In Portogallo vince il centrodestra, ma non ha la maggioranza. La sorpresa è il Bloco d’Esquerda
Per gli exit poll la coalizione guidata dal Partito socialdemocratico avrebbe ottenuto il 39,2%, i socialisti il 31,7%. Il “Syriza portoghese” supera i comunisti leninisti del Cdu
AP
Gioia nel comitato elettorale del centrodestra
04/10/2015
FRANCESCO OLIVO
Il centrodestra vince le elezioni in Portogallo, ma farà fatica a governare. Dopo anni di austerità dalle urne esce un risultato che può sembrare sorprendente: il governo di António Passos Coelho viene premiato, o per lo meno non viene punito, per aver portato avanti politiche durissime di tagli. Secondo i primi exit poll delle televisione pubblica, la coalizione guidata dal Partito socialdemocratico (centrodestra) avrebbe ottenuto il 39,2%, risultato che non gli dà la maggioranza assoluta.
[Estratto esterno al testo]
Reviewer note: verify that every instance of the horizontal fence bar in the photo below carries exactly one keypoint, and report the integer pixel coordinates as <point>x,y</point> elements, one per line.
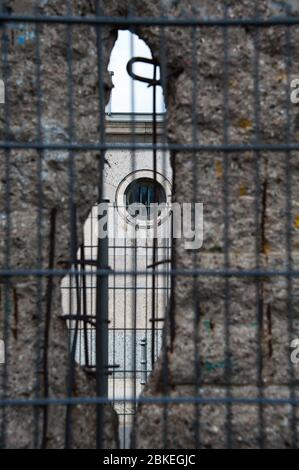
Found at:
<point>151,21</point>
<point>143,146</point>
<point>149,401</point>
<point>173,272</point>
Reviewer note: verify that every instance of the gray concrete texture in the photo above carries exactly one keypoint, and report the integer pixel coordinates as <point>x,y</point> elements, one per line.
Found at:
<point>194,97</point>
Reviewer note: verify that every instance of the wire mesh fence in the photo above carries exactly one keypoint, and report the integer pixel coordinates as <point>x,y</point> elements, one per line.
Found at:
<point>182,330</point>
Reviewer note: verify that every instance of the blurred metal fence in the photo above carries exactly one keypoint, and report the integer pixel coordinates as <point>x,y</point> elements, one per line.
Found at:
<point>97,342</point>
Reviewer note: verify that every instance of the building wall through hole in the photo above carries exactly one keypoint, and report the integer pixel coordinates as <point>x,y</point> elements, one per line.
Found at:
<point>134,338</point>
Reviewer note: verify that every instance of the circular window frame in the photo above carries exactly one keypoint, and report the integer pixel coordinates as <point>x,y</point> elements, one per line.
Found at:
<point>120,197</point>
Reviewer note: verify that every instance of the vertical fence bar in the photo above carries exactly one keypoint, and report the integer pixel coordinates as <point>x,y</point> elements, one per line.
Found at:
<point>102,321</point>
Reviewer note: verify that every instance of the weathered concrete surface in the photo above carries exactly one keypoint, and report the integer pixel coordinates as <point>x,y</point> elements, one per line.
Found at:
<point>198,309</point>
<point>257,312</point>
<point>37,189</point>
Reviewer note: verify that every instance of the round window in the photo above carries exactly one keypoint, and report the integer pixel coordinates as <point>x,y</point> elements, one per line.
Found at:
<point>144,191</point>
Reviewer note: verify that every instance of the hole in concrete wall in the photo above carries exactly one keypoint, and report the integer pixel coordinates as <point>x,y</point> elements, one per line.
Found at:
<point>136,304</point>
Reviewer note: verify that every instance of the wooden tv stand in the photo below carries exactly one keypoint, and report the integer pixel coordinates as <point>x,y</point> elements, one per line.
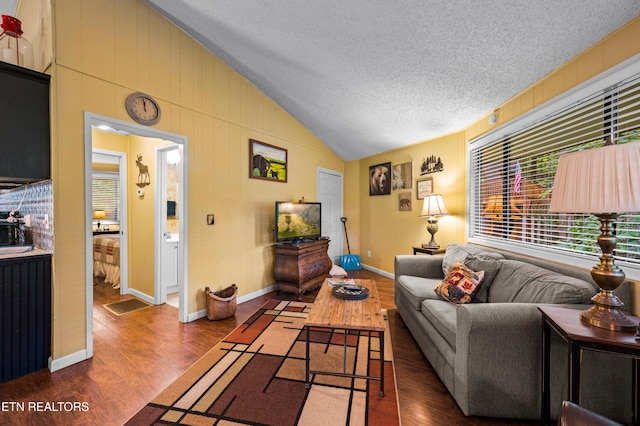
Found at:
<point>301,267</point>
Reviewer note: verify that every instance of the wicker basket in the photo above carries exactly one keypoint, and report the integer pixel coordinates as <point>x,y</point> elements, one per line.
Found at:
<point>221,304</point>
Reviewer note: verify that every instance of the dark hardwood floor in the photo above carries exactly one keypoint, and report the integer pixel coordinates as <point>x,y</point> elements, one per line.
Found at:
<point>138,354</point>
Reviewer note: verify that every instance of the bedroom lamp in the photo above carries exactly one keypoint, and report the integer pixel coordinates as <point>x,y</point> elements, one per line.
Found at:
<point>99,214</point>
<point>604,182</point>
<point>432,208</point>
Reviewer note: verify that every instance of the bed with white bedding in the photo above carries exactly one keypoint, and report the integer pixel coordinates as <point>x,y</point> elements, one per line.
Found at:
<point>106,258</point>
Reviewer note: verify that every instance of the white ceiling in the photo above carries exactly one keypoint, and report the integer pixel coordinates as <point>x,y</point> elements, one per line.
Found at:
<point>367,76</point>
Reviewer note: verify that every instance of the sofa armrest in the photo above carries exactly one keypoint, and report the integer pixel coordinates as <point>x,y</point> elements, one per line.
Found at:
<point>419,266</point>
<point>498,348</point>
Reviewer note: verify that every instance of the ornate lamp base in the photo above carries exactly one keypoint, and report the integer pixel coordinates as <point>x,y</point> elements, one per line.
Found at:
<point>432,227</point>
<point>606,313</point>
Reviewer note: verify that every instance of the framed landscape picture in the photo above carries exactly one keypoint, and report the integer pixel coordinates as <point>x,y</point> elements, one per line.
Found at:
<point>424,188</point>
<point>402,176</point>
<point>267,162</point>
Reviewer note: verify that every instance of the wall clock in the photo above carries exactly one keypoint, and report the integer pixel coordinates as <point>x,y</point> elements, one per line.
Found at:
<point>143,108</point>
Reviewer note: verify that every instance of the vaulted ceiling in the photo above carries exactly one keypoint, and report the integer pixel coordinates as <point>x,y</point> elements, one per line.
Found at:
<point>367,76</point>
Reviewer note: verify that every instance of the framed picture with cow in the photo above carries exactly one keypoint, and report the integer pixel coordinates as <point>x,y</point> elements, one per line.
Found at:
<point>267,162</point>
<point>380,179</point>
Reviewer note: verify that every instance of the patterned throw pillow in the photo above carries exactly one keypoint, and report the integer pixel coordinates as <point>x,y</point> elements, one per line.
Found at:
<point>460,284</point>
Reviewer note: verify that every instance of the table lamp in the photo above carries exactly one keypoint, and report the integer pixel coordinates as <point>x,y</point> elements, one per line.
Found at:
<point>432,208</point>
<point>604,182</point>
<point>99,214</point>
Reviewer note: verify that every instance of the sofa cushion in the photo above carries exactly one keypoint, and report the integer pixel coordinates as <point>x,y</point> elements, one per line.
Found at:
<point>522,282</point>
<point>416,289</point>
<point>460,284</point>
<point>442,315</point>
<point>476,259</point>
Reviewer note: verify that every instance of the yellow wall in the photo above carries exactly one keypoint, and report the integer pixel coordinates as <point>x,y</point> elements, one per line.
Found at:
<point>383,228</point>
<point>98,61</point>
<point>386,231</point>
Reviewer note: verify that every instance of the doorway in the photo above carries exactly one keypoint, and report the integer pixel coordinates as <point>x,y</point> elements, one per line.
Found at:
<point>167,229</point>
<point>112,180</point>
<point>94,121</point>
<point>329,190</point>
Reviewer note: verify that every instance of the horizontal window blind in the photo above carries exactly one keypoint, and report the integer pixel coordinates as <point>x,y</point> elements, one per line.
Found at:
<point>511,176</point>
<point>106,194</point>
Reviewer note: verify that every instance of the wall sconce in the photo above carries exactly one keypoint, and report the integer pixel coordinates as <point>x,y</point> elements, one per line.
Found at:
<point>99,214</point>
<point>604,182</point>
<point>432,208</point>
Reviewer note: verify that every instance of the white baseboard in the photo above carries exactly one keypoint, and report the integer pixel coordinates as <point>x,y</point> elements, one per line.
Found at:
<point>203,312</point>
<point>378,271</point>
<point>255,294</point>
<point>141,295</point>
<point>66,361</point>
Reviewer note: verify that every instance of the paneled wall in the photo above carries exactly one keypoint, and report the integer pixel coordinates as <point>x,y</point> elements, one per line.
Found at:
<point>99,60</point>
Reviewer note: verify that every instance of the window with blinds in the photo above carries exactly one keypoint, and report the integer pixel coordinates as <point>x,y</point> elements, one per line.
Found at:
<point>106,194</point>
<point>511,177</point>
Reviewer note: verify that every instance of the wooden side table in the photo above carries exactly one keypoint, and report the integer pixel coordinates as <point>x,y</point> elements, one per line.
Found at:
<point>581,336</point>
<point>417,250</point>
<point>301,267</point>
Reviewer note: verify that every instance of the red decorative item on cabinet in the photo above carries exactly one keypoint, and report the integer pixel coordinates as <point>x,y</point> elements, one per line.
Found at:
<point>14,48</point>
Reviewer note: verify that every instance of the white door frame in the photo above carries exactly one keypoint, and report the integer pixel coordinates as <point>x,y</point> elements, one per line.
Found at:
<point>160,291</point>
<point>124,217</point>
<point>94,120</point>
<point>320,172</point>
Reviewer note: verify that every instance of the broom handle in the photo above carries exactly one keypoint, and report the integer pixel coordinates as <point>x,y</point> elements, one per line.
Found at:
<point>344,223</point>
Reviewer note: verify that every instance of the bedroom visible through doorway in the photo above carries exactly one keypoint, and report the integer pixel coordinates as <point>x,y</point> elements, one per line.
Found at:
<point>138,217</point>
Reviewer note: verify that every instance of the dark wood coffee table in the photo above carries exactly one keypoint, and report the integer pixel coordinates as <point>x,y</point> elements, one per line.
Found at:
<point>333,313</point>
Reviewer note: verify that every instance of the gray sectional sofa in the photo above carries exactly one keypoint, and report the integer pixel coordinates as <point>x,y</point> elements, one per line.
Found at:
<point>488,352</point>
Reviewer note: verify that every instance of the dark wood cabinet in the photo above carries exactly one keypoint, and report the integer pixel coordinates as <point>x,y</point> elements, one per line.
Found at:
<point>301,267</point>
<point>25,315</point>
<point>24,125</point>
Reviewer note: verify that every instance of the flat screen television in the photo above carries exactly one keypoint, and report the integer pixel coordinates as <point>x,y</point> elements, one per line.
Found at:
<point>296,222</point>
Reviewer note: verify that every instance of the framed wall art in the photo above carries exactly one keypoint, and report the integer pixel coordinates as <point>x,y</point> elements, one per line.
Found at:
<point>424,188</point>
<point>267,162</point>
<point>402,176</point>
<point>404,201</point>
<point>431,164</point>
<point>380,179</point>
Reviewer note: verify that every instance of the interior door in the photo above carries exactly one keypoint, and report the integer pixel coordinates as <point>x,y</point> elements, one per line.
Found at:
<point>169,220</point>
<point>329,189</point>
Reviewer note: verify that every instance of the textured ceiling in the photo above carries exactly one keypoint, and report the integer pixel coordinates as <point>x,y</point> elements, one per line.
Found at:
<point>367,76</point>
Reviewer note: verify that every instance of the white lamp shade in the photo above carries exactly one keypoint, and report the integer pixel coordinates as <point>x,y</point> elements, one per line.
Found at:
<point>433,206</point>
<point>598,180</point>
<point>99,214</point>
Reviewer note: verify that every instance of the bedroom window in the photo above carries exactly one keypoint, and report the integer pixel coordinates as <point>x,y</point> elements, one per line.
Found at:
<point>106,195</point>
<point>511,177</point>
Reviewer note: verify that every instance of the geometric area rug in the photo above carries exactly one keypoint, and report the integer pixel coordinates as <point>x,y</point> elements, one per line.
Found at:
<point>255,376</point>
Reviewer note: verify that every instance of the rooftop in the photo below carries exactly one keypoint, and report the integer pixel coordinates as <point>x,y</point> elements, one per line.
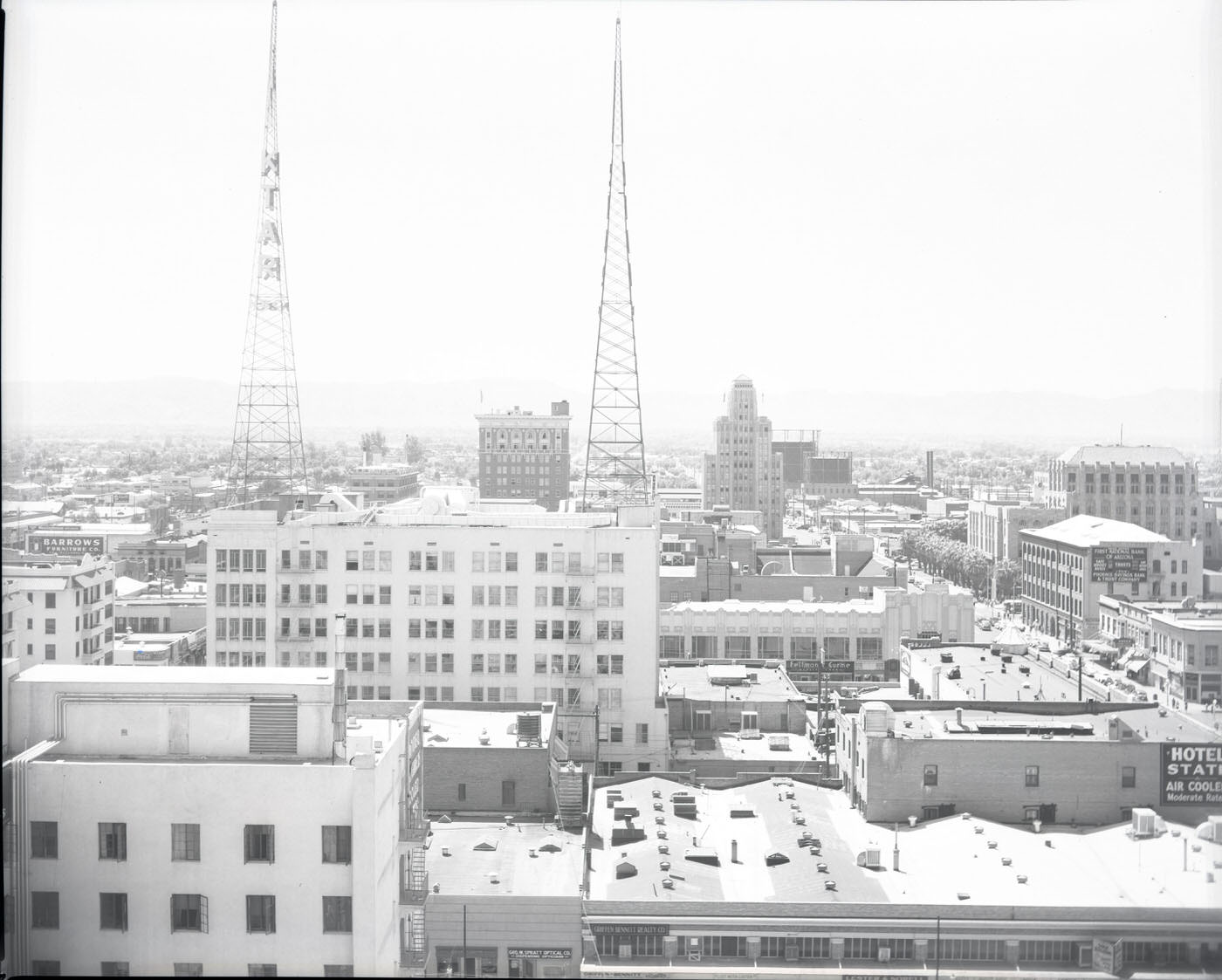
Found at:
<point>1085,531</point>
<point>1122,456</point>
<point>455,729</point>
<point>943,861</point>
<point>495,858</point>
<point>697,682</point>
I socialisti (centrosinistra) dell’ex sindaco di Lisbona António Costa si fermerebbero al 31,7%. La sorpresa è il Bloco d’Esquerda, formazione simile alla Syriza prima maniera, che con il 10%, supera i comunisti leninisti del Cdu (8%). L’affluenza è stata un po’ più alta delle ultime elezioni, secondo le proiezioni, 62%. Si temeva molto per questo dato, visto che per la prima volta dal ritorno della democrazia il campionato di calcio non si è fermato per le elezioni. Una novità che ha generato molte polemiche, qualcuno ci ha visto una manovra del centrodestra, tradizionalmente favorito dall’astensionismo.
E’ stato il primo voto dopo il (drammatico) salvataggio del 2011. L’intervento della troika, ha significato politiche durissime di austerità, portate avanti dal governo di centrodestra. Nonostante misure lacrime e sangue, in Portogallo non sono nate formazioni nazionaliste, né movimenti populisti o di estrema destra, i partiti sono rimasti fondamentalmente gli stessi di sempre. Dopo anni di recessione, i dati economici sono migliorati, il Pil sopra la media europea, e del tasso di disoccupazione passato dal 17,5% del 2013 all’attuale 12,4. A preoccupare è il debito pubblico aumentato a dismisura fino a raggiungere il 128% del pil, il terzo in Europa dopo Grecia e Italia, una percentuale che lascia pensare che le politiche di tagli potrebbero andare avanti. Altro dato allarmante è l’emigrazione di tanti giovani, soprattutto tra i laureati, in campagna elettorale si è parlato molto di questo tema.